The figure represents an 11 percent increase from N143.23 billion enterprise value (EV) calculated by BusinessDay a fortnight ago using the market capitalization of N104 billion as at August 16.
This also shows that even though the price of Dangote Four has rallied by 93 percent over the last traded share price of N10.70 on 18 April 2019 (being the last business day prior to the date of date the initial binding offer), the Olam’s last offer of N24 per share still represents an additional premium if 11 percent to shareholders of Dangote Flour.
The final offer of N24 represents 124 premium to Dangote Flour’s last traded price of N10.70 before the initial offer date and 24 percent premium to Dangote Flour’s last traded price of N19.40 before the final offer date.
The enterprise value (EV) including equity (money that belongs to shareholders) and debt (obligations to creditors and financial institution), is the theoretical takeover price of a firm if it were bought.
EV is calculated as market capitalization (total number of ordinary shares multiplied by market price per share) plus total debt (both long and short term) minus cash and cash equivalent in the balance.
Olam International Limited (”Olam”) and its full owed subsidiary, Crown Flour Mills Limited (“CFML) submitted an initial binding offer on 23 April 2019 to the board of Dangote Flour Mills to aquire Dangote Flour’s outstanding and issued for a final consideration of N120 billion.

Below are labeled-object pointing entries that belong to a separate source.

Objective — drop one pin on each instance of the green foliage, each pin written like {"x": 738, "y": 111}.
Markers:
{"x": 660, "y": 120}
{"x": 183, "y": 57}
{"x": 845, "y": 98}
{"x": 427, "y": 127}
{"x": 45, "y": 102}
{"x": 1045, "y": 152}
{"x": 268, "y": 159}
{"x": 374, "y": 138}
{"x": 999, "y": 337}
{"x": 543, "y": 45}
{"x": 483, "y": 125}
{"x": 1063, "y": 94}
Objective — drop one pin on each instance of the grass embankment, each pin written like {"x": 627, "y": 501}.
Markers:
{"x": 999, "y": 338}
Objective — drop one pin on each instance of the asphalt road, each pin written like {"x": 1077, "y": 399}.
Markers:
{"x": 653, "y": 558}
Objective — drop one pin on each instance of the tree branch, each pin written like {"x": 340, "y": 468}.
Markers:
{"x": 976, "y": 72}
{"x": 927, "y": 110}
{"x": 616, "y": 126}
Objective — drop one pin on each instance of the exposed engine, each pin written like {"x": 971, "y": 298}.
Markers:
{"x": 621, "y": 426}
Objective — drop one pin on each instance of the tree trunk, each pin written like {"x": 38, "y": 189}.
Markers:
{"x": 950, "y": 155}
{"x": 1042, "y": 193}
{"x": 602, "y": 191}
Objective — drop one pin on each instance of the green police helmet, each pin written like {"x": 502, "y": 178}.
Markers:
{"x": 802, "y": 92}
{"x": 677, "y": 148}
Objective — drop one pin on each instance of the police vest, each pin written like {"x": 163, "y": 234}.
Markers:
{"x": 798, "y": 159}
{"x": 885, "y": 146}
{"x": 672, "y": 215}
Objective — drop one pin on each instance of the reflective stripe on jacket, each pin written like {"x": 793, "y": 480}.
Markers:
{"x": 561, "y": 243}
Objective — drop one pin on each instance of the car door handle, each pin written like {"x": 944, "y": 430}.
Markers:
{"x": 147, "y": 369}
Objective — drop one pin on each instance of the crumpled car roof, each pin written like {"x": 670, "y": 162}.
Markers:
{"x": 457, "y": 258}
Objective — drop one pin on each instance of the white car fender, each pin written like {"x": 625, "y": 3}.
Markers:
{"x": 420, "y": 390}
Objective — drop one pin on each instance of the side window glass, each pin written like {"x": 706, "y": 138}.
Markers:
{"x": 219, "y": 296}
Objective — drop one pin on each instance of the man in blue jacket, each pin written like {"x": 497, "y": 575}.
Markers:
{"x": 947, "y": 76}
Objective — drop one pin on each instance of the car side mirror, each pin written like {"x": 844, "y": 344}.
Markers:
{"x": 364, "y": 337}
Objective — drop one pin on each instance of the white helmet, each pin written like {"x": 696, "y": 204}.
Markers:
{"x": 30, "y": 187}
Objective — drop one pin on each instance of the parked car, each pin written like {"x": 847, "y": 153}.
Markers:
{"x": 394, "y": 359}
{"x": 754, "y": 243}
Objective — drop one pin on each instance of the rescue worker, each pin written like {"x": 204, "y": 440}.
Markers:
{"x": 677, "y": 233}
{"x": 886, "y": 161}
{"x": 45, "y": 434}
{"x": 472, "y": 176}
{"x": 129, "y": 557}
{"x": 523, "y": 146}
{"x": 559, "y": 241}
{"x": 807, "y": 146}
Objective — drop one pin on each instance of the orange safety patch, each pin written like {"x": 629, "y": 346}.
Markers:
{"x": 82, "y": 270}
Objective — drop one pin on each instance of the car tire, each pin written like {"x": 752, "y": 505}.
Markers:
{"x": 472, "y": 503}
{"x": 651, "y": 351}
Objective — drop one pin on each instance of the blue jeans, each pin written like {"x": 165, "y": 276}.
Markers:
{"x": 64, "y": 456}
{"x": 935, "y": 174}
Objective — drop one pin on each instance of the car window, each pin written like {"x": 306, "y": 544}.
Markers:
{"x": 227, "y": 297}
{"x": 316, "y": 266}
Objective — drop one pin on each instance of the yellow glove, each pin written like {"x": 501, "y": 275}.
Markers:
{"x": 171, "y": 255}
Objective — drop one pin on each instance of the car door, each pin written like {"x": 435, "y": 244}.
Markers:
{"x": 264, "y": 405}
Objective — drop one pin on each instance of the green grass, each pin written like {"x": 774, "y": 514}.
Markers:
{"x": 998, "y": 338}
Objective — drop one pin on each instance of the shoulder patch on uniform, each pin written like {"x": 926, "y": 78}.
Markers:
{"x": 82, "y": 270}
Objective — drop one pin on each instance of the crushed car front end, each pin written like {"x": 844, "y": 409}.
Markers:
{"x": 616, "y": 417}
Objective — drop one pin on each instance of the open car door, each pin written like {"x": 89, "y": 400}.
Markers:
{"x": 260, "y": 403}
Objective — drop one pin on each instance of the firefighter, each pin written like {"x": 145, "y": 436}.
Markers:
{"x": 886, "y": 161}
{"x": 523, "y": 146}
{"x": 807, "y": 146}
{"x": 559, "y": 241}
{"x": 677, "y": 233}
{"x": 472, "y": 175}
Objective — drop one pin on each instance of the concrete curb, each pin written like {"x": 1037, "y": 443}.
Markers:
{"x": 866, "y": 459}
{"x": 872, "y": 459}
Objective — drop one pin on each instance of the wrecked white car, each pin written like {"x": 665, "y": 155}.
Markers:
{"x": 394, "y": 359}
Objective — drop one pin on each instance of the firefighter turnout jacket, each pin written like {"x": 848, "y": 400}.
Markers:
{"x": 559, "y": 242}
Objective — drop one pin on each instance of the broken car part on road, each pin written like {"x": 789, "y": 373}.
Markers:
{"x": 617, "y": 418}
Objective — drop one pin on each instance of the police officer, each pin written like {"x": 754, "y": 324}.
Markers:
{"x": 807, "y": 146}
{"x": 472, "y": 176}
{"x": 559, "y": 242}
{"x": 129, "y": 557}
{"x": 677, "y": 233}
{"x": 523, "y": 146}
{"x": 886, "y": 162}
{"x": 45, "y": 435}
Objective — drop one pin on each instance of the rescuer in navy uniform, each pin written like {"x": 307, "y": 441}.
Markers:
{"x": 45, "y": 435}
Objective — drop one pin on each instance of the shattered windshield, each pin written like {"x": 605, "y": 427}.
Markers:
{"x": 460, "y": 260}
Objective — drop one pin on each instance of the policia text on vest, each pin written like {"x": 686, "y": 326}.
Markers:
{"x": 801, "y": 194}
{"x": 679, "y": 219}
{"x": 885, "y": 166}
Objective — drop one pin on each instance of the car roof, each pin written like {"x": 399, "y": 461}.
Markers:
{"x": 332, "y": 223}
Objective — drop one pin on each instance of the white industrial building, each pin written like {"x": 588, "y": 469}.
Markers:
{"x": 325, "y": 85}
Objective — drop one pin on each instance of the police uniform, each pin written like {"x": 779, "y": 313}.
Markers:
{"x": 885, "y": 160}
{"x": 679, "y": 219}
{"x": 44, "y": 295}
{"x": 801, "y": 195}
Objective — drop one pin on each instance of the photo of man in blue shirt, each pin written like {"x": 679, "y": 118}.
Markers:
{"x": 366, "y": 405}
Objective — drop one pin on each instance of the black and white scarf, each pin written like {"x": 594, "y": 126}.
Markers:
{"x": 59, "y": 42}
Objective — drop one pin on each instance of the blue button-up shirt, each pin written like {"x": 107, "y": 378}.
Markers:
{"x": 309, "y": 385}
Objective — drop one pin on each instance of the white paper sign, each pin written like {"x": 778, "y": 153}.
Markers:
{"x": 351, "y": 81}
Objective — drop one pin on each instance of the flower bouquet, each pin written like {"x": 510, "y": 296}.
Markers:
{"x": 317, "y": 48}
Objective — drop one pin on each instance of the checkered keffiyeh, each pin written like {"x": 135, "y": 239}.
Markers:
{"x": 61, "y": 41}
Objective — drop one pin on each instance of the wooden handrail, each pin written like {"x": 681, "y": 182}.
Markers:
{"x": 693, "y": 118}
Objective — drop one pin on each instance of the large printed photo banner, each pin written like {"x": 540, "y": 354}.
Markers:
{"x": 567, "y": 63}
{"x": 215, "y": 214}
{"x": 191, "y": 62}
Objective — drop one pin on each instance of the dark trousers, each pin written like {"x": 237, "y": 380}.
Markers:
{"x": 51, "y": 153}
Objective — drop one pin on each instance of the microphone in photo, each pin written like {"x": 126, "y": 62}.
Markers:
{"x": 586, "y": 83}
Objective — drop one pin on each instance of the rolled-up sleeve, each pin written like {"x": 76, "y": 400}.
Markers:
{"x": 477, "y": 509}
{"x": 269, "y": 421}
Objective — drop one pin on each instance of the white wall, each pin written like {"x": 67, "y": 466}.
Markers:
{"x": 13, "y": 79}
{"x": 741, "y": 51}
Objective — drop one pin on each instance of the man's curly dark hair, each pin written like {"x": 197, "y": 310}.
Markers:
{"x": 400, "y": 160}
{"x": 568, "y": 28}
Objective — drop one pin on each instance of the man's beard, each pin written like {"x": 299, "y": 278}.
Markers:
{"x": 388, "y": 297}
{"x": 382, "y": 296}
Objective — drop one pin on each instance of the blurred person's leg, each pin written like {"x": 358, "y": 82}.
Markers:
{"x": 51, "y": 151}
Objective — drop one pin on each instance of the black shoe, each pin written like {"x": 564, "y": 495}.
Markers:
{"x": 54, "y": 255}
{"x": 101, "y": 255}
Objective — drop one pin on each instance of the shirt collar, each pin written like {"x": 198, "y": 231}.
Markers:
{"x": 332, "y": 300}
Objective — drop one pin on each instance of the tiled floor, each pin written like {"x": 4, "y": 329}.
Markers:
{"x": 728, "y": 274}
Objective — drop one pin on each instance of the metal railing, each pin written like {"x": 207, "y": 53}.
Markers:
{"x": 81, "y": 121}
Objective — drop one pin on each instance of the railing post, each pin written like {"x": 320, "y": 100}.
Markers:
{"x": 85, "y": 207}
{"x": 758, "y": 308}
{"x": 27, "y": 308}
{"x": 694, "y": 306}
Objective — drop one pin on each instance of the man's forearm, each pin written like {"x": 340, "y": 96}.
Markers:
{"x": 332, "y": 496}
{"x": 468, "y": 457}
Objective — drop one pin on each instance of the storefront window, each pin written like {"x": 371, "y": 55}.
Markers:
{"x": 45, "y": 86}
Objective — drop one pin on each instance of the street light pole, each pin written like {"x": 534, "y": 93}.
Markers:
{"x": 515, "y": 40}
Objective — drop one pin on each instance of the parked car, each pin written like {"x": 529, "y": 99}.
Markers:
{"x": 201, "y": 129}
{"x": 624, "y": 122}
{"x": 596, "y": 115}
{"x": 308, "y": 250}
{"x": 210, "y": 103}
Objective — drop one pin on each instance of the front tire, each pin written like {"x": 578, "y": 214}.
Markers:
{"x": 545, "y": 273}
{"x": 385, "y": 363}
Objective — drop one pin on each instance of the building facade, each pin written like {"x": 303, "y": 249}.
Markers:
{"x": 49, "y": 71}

Tiger Brands, a South African firm had in 2012 bought a 63 per cent stake in Dangote Flour and pasta maker, but few years down the line the Dangote Group bought back the company after the new owner’s sustained losses repeatedly on its operations.
Dangote Flour Mills and other consumer goods firms are feeling the pains of a harsh and unpredictable macroeconomic environment as a high inflationary environment, decrepit infrastructure, double taxation and weak consumer spending continues to squeeze margins.
Low growth and high unemployment has further dampened consumer purchasing power, which is showing up in lower sales volumes for consumer firms.
The country’s GDP expanded by 2.01 percent in the three months through March 2019, from a year earlier; that compares with 2.4 percent expansion in the fourth quarter.
While inflation figure for the month of July fell to a 12 months low of 11.08 percent, the figure, however, falls below the central bank’s target range of 6 percent and 9 percent.
Over eighty percent of Chief Executive Officers surveyed by a polling agency say the gridlock at the Apapa Port is responsible for poor performance and their goods get trapped for an indeterminate period of time. Such delays causes disruption on the production floor and it also distorts the inventory cycle.
Dangote Flour’s share price closed at N20.80 as at August 16, and a market capitalization of N104 billion.